Ben Wilcox: We focus on four main segments: healthcare, manufacturing, energy, and ISVs — independent software vendors, companies that build products. The reason we love these spaces is that they all have significant opportunities for better data management, stronger security, and meaningful business outcomes. Energy and manufacturing share a lot of operational technology overlap, so our experience translates well across both. Healthcare has enormous data complexity and compliance requirements that we're well-suited to address. And ISVs — we have a heritage in product development, building complex cloud-based applications. That's how ProArch started. We've been around 20 years and have worked with hundreds of organizations across these verticals, across everything from operational technology to AI implementations.

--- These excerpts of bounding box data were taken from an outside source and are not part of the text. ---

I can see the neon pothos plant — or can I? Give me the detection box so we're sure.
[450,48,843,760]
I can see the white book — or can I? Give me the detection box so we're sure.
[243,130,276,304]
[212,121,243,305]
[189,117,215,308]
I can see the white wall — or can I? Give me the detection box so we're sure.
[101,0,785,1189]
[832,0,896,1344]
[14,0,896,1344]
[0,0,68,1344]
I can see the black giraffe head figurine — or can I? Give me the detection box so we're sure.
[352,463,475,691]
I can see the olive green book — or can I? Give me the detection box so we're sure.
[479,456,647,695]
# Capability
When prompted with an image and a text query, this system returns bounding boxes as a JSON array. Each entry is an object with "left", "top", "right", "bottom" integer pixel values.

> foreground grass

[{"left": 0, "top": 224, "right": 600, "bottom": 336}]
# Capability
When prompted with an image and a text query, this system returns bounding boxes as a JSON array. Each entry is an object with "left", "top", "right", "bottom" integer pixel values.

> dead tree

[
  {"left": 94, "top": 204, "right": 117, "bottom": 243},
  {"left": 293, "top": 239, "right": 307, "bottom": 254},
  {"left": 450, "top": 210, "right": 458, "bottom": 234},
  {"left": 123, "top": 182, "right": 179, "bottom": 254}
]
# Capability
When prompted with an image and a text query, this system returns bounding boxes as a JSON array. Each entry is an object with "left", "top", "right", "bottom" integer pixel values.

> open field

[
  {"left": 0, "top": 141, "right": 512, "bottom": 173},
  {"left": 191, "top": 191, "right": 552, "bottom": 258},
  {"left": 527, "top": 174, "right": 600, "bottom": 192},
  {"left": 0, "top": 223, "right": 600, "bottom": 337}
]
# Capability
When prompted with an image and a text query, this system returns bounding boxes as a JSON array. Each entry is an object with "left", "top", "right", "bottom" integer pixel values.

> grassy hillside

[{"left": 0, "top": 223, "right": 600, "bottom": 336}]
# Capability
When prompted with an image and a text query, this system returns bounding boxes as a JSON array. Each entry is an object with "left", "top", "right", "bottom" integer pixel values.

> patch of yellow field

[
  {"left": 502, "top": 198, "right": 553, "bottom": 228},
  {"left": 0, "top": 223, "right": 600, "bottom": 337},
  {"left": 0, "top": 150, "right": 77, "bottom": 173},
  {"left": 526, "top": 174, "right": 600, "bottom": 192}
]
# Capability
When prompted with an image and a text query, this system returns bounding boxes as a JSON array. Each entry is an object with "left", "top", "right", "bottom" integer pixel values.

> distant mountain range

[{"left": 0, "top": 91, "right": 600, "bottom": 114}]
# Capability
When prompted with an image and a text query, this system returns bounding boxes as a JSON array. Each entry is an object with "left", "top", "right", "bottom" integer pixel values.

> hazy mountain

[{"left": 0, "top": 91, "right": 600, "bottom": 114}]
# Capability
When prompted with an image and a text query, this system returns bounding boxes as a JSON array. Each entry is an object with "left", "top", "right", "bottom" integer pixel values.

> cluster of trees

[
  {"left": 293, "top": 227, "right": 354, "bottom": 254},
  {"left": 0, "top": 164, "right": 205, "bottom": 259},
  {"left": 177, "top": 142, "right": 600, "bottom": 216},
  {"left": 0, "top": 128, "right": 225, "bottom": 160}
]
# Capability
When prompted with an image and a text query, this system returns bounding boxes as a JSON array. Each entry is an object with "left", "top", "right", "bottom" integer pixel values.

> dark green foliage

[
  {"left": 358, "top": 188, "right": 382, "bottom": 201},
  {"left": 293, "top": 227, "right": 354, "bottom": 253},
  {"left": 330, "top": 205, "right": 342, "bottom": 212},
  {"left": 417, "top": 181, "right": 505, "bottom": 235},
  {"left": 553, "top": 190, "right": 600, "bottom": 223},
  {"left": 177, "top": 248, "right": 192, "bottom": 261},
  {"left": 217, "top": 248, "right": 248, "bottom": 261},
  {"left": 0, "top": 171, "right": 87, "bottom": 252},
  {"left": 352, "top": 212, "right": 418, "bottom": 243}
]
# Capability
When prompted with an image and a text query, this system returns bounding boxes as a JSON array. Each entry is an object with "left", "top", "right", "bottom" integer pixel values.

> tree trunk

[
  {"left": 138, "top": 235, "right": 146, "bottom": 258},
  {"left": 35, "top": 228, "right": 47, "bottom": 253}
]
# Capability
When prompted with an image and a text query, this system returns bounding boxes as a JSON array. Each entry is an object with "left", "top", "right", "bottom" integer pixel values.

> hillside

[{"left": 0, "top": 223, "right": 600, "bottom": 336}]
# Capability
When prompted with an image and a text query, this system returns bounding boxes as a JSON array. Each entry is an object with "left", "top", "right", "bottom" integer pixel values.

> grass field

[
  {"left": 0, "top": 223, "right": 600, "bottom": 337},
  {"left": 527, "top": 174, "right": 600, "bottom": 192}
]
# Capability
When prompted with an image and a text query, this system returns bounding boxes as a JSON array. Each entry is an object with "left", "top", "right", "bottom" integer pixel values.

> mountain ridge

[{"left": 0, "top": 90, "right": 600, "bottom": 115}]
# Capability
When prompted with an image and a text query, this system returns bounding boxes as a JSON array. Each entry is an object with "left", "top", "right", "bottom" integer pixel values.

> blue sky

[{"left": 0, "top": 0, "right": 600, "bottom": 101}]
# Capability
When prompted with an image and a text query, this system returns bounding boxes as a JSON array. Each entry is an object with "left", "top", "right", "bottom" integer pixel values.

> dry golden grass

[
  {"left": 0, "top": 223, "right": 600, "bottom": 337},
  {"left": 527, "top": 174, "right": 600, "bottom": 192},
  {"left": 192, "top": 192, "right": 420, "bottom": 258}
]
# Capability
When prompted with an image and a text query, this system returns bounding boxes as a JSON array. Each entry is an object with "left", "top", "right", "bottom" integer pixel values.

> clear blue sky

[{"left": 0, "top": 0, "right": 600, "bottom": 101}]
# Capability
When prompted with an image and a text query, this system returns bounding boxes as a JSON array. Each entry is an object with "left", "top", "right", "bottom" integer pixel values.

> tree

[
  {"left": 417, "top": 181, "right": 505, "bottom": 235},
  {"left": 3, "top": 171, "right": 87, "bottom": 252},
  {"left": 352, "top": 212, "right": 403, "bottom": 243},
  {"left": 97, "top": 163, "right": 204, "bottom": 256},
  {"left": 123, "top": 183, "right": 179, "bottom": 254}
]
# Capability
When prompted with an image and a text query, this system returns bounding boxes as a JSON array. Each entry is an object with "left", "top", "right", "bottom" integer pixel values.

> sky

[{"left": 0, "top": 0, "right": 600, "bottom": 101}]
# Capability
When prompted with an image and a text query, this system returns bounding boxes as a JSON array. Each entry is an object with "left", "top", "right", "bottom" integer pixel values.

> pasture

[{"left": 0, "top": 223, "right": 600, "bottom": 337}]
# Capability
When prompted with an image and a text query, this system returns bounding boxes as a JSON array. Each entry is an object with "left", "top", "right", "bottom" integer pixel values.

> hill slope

Matthew Connor: I love it. And I think what you're doing is exactly what people need to hear — concrete, ROI-backed use cases that demonstrate AI being applied correctly, not the hype. The right tool for the right job. Ben, before we go, can you tell everyone where they can find out more about you and ProArch?

Ben Wilcox: For ProArch, it's proarch.com — there's an active blog section there that I contribute to regularly, and the team posts on a monthly basis as well. On LinkedIn, you can find me at Ben-Wilcox — I typically post three or four times a week. Happy to connect and engage with anyone who wants to dig into any of these topics further.

Matthew Connor: Fantastic. Ben, thanks so much for coming on. Until next time.

Ben Wilcox: Thank you, Matt. Appreciate it.